Ações da PF dividem opiniões
junho 27, 2007, 12:18 am
Filed under: Jornalismo, Polícia

As operações da Polícia Federal (PF) têm conquistado muitos espaços nos veículos de comunicação. Esta exposição de informações, muitas delas confidenciais, têm irritado alguns jornalistas. Segundo eles, a instituição privilegia muito a Rede Globo de Televisão, passando a elas imagens exclusivas, ou pautando apenas a emissora, ao invés de chamar outros veículos. Universitários e jornalistas têm opinião dividida em relação à cobertura da mídia nestas ações.

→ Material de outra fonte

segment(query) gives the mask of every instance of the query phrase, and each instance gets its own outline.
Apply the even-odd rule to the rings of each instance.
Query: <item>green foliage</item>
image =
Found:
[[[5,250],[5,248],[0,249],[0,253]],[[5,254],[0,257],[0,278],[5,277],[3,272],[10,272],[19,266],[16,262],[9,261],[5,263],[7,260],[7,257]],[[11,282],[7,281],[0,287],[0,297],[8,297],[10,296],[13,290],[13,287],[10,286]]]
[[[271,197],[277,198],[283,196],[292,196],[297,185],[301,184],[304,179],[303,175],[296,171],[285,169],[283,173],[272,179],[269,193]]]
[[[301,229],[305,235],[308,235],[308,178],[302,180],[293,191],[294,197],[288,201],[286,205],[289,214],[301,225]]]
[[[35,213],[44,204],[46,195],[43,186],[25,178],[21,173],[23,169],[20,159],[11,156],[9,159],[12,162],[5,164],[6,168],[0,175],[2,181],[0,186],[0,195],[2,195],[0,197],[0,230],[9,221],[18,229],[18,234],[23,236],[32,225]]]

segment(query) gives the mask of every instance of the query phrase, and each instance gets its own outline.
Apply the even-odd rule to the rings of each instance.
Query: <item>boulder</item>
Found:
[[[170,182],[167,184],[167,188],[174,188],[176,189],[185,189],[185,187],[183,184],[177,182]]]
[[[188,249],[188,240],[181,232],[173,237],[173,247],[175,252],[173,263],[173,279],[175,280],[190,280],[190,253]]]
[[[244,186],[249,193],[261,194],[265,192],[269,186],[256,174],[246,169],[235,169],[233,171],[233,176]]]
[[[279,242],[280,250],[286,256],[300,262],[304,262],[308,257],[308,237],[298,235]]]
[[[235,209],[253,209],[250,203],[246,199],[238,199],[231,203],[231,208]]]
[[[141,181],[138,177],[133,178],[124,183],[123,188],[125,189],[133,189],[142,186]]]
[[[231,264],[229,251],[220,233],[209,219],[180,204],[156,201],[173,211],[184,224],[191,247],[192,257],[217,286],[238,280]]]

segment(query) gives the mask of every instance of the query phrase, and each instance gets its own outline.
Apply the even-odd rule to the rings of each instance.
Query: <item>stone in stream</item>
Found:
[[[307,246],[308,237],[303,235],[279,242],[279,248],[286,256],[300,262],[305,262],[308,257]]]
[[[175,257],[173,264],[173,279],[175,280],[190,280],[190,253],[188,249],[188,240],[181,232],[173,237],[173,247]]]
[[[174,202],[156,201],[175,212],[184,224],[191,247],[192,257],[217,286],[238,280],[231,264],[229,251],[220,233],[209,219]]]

O jornalista e presidente da Associação Canoense de Comunicação Social, Túlio Moreira, não concorda com a maneira que as investigações estão sendo tratadas. Considera que a vida particular dos investigados acaba sendo exposta. “O trabalho da Polícia Federal não é conclusivo e isso pode colocar pessoas inocentes em situação irremediavelmente danosa”, aponta Moreira. Ele vai além e cita que as pautas e as imagens exclusivas das operações da PF são passadas somente para Rede Globo, o que já causou desconforto para outras emissoras de televisão, como Record, e também na Rádio Band News FM, segundo comentário do âncora Ricardo Boechat. O jornalista considera a atitude como antidemocrática.

Para a estudante do 1º semestre do curso de Jornalismo, Sabrina Cunha, as ações são positivas. Ela desta que se abastece de apenas uma fonte de informação, a Rádio Band News FM. “Acho quer a cobertura está boa”, resume Sabrina.

A estudante de do 7º semestre de Administração, Patrícia Silveira, acredita que a PF pode fazer mais. Para ela, somente quando a “coisa está feia”, o trabalho é bem executado. “Quando a mídia cai em cima deles cobrando uma solução, em pouco tempo eles conseguem prender ou descobrir grandes fraudes. Quando eles querem realmente fazer um bom trabalho, eles fazem.”, opina Patrícia.

Já o estudante de Jornalismo do 6º semestre, Fábio Araújo, considera importante a divulgação da imprensa. Ele destaca o dever de as operações ganharem o conhecimento da população, especialmente quando envolve o dinheiro público. No entanto, Araújo defende que o nome dos envolvidos seja preservado.